DMCGONAGIL said:
I understand the relays and the fuse block/distribution block, but is it always necessary to use a solenoid, or when you have more equipment?
Great drawing for anything Halogen, Pretty over the top for anything LED. And I am not trying to derate the drawing by any means but there are some redundancies that only complicate the system, and are not needed.
Realistically, The solenoid is huge overkill for an LED up fit. Many Solenoids are generally rated for 85 - 100 amps, We carry them that can handle 200, and there are some that are bigger. Off the shelf relays are commonly rated at 30/40 amps NO/NC. Granted there are others of those as well, but they are not as common. So if your entire LED load is 7.5 amps, you could replace the $35 solenoid with a standard $5 relay, and be just fine. I would have 2 fuse blocks though, 1 ign hot and 1 batt hot.
I want to point out to; solenoids have 2 different ratings, Intermittent, and Continuous. I have heard so many people say "Go get a ford starter solenoid" for this type of system, which is wrong. The starter solenoid is intermittent duty and will not last. It is better to head to your local RV dealer and get what they will probably call a "Battery shut off" solenoid. What you really need is a “continuous duty” solenoid.
Relay triggers only take around 250 mA. So you could use a much smaller gauge wire from the switch to the relay. 18 is fine, but you could go down to 22 if you wanted with no problems. 18 is a lot easier to work with and will save you a few bucks.
The 10 gauge to the relays is great for high powered lights, but for LED, 14 gauge would be more than plenty and still meet
NFPA requirements, even on very long runs.
The Wigwag modules generally have a power lead, and a trigger wire. The power lead could go straight to the fuse panel, and the trigger lead to the switch, eliminating another Relay. They do not have any parasitic draw when they are off, so you don’t have to worry about killing your battery.
I also am not entirely sure why you have a relay on the siren?? I would run the siren straight to the fuse block and eliminate a failure point.
The inline fuses after the relays are redundant and not needed since you have a fuse block in place. If you had multiple lines coming off the relay going to separate areas of the vehicle, then those fuses could be usefull, but still pretty redundant.
I see why you would run each switch to an individual fuse, but again, redundant and not needed. It will add a spaghetti mess to your switch panel when really you only need 1 “switch power” lead that will branch off to each switch. If you were not using relays, YOU WOULD fuse each individually.
I would also add a diode across the coil of the solenoid, to help suppress the high voltage Coil inductance that can kill LEDS.

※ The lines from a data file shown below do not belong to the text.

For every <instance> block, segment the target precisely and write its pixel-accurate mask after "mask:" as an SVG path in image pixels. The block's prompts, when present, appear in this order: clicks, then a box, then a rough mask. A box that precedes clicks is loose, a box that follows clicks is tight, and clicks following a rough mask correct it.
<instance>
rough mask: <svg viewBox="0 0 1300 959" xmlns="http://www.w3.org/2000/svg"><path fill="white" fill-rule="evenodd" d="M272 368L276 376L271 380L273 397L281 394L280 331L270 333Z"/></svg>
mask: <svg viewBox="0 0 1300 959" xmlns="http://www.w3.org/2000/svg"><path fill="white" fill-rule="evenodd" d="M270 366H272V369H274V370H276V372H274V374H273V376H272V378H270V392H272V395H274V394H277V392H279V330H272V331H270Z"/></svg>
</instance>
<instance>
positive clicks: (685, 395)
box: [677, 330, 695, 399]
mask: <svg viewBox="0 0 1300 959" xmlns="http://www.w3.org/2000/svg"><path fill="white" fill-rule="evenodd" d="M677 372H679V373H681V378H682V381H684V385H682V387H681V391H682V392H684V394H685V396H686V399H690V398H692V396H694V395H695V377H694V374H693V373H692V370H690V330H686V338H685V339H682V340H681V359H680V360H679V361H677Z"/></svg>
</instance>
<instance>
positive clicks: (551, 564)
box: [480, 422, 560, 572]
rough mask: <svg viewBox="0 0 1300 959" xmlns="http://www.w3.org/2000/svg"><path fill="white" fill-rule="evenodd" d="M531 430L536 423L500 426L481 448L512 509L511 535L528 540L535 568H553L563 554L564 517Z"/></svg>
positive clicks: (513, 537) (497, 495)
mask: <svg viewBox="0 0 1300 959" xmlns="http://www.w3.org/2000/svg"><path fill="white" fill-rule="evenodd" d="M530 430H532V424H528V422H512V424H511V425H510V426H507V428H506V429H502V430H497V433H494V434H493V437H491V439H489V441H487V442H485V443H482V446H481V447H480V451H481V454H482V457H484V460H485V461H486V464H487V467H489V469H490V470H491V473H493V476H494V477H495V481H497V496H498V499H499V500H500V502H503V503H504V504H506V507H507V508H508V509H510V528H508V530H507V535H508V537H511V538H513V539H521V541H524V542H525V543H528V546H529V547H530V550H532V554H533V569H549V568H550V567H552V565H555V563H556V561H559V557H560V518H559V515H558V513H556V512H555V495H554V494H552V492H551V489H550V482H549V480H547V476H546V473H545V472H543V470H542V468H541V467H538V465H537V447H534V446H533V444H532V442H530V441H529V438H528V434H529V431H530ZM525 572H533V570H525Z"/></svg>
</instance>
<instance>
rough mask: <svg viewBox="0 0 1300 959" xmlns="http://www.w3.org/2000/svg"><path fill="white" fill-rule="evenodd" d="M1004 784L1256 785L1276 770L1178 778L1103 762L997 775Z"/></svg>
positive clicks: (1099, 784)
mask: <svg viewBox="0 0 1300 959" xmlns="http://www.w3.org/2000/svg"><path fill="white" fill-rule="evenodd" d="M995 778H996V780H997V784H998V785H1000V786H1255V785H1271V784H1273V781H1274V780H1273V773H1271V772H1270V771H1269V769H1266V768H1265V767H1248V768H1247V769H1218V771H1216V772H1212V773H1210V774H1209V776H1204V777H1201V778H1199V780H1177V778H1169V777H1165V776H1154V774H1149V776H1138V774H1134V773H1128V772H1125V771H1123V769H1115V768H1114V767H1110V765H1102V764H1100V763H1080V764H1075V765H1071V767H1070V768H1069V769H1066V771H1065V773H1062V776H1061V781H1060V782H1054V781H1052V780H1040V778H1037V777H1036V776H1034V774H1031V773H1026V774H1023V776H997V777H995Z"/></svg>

And not that this is on the drawing, but I feel I should point it out because there always seems to be confusion on this. All the grounds should go to a chassis ground, NOT to the battery. IF you want to go to the battery, you SHOULD fuse the grounds AT the battery. I know, seems weird, BUT say you hook your grounds to the battery lug that goes to the ground post, then the ground cable that attaches to the body, or to the engine block starts to fail or become disconnected, the only way the vehicle is going to get a ground to turn the starter, is to try and complete the circuit through the auxillary grounds you attached to the battery lug. This can do some serious damage to equipment. If you fuse those grounds, then the fuse should blow preventing bigger problems with your equipment, but to be safe, I would just run them to the chassis.
For someone that is trying to put together a very safe system though, this is a decent diagram and will be way overkill for most applications.